Victim 'louder voice' strategy welcomed in South West

A support group in South West of England has welcomed a government initiative to give victims of crime - and witnesses to it - a "louder voice".

The £1m funding will be spent on setting up a network of advocates, who will hear victims' experiences and look at what support is available.

Victim Support South West said it would help victims and witnesses feel less marginalized in the legal process.

Home Secretary Theresa May said victims would get better representation.

The commissioner for victims and witnesses, Louise Casey, is to work in partnership with Victim Support to listen to victims and identify their needs and priorities.

Victims of crime in the South West said work was needed because they believed they got a raw deal in the criminal justice system.

Stella, from Devon, was involved in a collision with a drink-driver 10 years ago.

She said justice was not done when the driver was sentenced to five months in prison and released after four weeks, whereas she had to live with her physical injuries and emotional pain for life.

She said: "It's all weighted towards the offender - the whole court process, the way everything works, the human rights, the right of the offender."

She added: "I'm the lucky one. I could have died that night but I didn't. There are lots of families out there that can't say that. I know that makes me lucky and I realise that.

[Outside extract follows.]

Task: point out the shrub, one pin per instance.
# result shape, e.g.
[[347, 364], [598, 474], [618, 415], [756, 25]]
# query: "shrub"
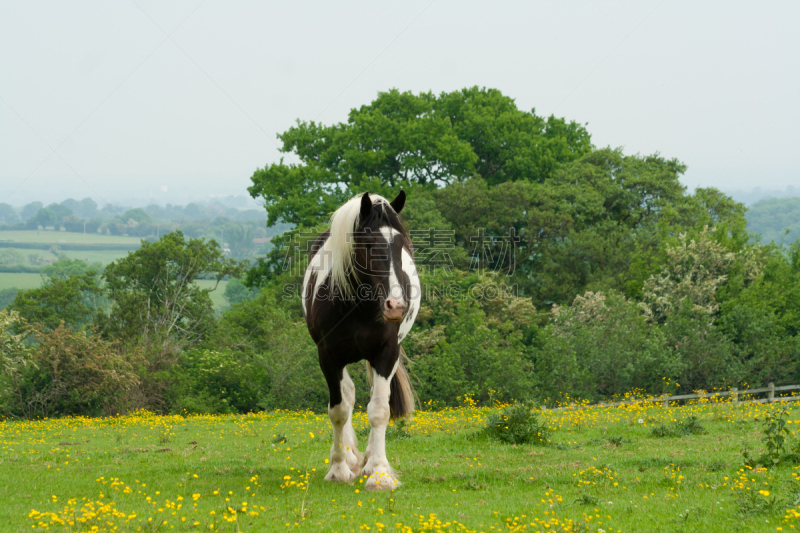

"But no, the price hasn't been paid. Justice wasn't done. Not at all.'

Victim Support regional manager Russell Kent said victims often felt let down by the criminal justice system.

"Most of them say that we just want to be more informed about the process. We want to be more involved in the process," he said.

"A lot of victims and witnesses that go to court feel that they're marginalized and that they're not at the centre of it all and they feel strongly that it's all balanced in favour of the offender."

He said that Victim Support has some sympathy with that view. He said offenders should of course have rights but "there should be more of a balance of the playing field".